Each of the 38 broadcasts, many of them moderated by Swain or C-SPAN founder Brian Lamb, will gather scholars and other guests to help place the work and writer in historical context. Providing physical context will be the on-location site be it founding father Thomas Jefferson's Monticello estate or Marina Del Rey, Calif., home of 20th century objectivist Ayn Rand's institute.
As a Melville devotee, she was among those on C-SPAN's selection committee who fought to have him and "Moby Dick" included. But the collective will of this group and of C-SPAN's outside consultants decided otherwise: However distinguished as a storyteller, Melville wasn't a major player in the American narrative.

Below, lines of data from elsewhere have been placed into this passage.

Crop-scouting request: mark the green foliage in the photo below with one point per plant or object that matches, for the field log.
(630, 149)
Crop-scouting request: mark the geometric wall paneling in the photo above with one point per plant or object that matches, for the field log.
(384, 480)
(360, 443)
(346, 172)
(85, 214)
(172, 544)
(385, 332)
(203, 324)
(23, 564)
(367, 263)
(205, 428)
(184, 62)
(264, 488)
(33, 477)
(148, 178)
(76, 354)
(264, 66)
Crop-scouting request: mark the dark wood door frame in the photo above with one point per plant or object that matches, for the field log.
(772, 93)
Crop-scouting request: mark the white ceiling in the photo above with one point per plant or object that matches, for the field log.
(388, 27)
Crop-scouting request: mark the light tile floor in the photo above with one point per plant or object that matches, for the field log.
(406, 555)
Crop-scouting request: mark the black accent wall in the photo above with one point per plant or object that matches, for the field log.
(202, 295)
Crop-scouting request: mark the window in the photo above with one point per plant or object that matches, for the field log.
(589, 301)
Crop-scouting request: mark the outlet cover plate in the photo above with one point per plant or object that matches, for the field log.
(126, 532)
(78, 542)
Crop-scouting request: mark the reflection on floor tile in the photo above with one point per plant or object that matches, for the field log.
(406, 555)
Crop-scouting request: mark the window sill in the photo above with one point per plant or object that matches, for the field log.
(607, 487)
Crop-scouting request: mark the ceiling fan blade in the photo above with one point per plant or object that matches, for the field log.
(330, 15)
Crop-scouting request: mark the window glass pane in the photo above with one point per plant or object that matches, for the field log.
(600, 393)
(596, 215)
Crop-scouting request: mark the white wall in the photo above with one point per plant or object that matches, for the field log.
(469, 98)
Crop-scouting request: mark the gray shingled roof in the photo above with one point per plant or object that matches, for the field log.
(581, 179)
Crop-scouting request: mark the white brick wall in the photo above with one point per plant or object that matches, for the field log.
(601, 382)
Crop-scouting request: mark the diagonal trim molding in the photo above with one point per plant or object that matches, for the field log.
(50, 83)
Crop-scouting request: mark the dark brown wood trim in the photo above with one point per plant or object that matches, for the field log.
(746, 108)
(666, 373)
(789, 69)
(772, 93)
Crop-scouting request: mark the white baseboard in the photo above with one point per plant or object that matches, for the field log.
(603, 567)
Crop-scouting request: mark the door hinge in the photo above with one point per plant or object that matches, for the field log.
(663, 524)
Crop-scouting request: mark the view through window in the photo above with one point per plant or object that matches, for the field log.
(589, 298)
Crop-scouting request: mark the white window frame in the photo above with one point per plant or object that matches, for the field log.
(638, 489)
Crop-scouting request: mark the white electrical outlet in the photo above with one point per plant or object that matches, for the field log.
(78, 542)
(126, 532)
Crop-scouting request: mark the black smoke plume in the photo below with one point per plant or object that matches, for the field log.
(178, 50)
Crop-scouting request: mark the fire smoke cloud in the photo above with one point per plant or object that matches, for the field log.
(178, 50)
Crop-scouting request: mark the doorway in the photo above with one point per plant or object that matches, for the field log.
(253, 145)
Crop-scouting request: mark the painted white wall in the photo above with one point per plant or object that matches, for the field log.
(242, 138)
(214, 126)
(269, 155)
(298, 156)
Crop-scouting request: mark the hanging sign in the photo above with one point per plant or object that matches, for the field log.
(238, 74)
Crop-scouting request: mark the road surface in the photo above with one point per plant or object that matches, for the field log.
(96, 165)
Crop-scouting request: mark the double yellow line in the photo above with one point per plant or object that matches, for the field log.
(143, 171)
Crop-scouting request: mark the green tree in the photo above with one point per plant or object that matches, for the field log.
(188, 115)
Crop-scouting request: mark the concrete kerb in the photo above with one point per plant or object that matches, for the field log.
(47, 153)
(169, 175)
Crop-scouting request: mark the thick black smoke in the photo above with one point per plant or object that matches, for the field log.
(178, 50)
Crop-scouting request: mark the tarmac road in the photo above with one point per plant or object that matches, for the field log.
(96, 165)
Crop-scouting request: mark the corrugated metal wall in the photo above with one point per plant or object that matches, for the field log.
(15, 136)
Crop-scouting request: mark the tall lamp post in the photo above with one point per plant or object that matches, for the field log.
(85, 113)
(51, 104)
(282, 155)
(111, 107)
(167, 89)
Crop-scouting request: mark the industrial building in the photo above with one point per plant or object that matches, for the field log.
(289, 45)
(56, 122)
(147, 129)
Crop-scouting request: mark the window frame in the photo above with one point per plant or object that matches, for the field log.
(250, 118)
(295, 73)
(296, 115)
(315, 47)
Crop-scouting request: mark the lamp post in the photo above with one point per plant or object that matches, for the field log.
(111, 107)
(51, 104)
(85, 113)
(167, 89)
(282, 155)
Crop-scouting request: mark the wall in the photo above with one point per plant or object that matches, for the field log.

Was Ernest Hemingway? Or was he done in by his expatriate leanings? C-SPAN gave Poppa the nod. He and his novel "The Sun Also Rises" will share the bill October 1 with F. Scott Fitzgerald and "The Great Gatsby."
Who to represent World War II triggered another round of give-and-take. Was Joseph Heller the signal voice, lampooning war in "Catch-22"? Or fellow novelist Norman Mailer, author of the gritty "The Naked and Dead"?
No, the choice was war correspondent Ernie Pyle, whose Pulitzer Prize-winning newspaper columns were collected in the 1943 volume "Here Is Your War."
Unlike Hemingway or Benjamin Franklin or Mark Twain, not all of C-SPAN's writers are household names.
On July 9, the chosen writer isn't technically even a writer. Black Elk, a member of the Oglala Sioux tribe who fought in the Battle of Little Big Horn, recounted his life story to the man who wrote the 1932 book "Black Elk Speaks."
"There are people here, including Black Elk, who I know nothing about," says Swain, who looks forward to a lot of reading in the next 10 months.
She hopes the audience will join her as she hits the books that chart C-SPAN's journey and will argue with her about them. "We're trying to encourage a healthy debate in this country," she says, "so we're kind of happy if there's an aspect of controversy."